The first four A-29s, delivered in January, began flying missions in recent weeks.
RAAF Group Captain Terry Deeth, who leads a team of Australian mentors who advise the Afghan Air Force (AAF), says they’ve had an immediate impact.
While details of their operations are sensitive, Group Capt Deeth said the new A-29s, which can be armed with two 226kg bombs (including precision-guided munitions) and twin .50-calibre machine guns and rockets, had “been successful in their activities”.
“Relatively recently, in the last couple of weeks, their new A-29 attack aircraft have had their first combat here in Afghanistan,” Group Capt Deeth said.
“They’ve been more (successful) than what we would otherwise had hoped for with the young pilots that are flying those aircraft.”
The arrival of the A-29s, after the earlier delivery of 13 MD-530 helicopter gunships, is timely, after a blast last week in Kabul signalled the beginning of the Taliban’s annual spring offensive.
The attack last Tuesday in central Kabul during the morning rush hour, which killed at least 64 people and wounded scores more, came two days after the United Nations said civilian casualties in Afghanistan for the first three months of 2016 were two per cent higher than in the same period of 2015.
There were more than 11,000 civilian casualties in Afghanistan last year, the highest number since 2001. And the Taliban holds more territory than it has at any time since 2001.
Four more A-29s are slated for delivery in 2017 and the remaining eight will be handed over to the AAF by the end of 2018, bringing up the total number of A-29 to 20. The planes were funded by the United States Air Force at a cost of $US427 million ($A553.53 million).
The Afghan armed forces also now have observation drones that have begun working in Helmand, which will come online in other parts of the country as the year progresses.
Group Capt Deeth said the missions would intensify as the summer fighting season unfolds.
“We’re confident they’re going to go from strength to strength with the capabilities they’re bringing onboard, that A-29s, the MD-530s,” he said.
“As their capacity grows, I think that you’ll find that there’ll be more intense activities with the new aircraft types that they’ve got.”
Brigadier-General Charles Cleveland, the top spokesman for Resolute Support, the NATO mission in Afghanistan, said the A-29s had already made a difference.

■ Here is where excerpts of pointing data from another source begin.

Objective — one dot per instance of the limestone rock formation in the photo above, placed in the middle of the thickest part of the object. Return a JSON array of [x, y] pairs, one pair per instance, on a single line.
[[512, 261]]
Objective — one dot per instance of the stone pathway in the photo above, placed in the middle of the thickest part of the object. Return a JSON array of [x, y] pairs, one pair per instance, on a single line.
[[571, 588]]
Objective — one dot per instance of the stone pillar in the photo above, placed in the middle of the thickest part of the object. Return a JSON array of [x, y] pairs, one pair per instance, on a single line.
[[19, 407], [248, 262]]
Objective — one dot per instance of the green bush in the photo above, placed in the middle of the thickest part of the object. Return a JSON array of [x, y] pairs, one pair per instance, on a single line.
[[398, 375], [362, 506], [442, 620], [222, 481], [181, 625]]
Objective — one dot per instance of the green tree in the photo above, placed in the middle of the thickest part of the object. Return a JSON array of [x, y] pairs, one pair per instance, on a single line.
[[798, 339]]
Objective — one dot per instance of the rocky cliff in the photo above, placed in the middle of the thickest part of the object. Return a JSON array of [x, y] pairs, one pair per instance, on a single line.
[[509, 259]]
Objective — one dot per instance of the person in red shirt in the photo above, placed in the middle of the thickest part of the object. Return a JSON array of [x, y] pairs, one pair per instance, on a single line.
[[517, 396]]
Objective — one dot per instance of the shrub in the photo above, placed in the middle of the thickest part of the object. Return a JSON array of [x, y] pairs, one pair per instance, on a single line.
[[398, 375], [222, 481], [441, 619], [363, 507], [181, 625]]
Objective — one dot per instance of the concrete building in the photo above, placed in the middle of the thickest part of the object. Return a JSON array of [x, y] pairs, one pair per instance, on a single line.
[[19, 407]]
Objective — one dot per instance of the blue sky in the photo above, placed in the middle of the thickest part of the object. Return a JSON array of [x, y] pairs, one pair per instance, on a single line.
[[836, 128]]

“It’s early in the fight but we think they will (continue to make a difference),” he said, as had the MD-530s that came online last year.
“They are used very often and aggressively and those have been very effective,” he said.
Group Capt Deeth said he was unable to put a timeline on the length of the Australian mission to train, advise and assist the AAF.
“But we as Australians, the NATO and the coalition have been in it for the long haul and so I see that going into the future,” he said.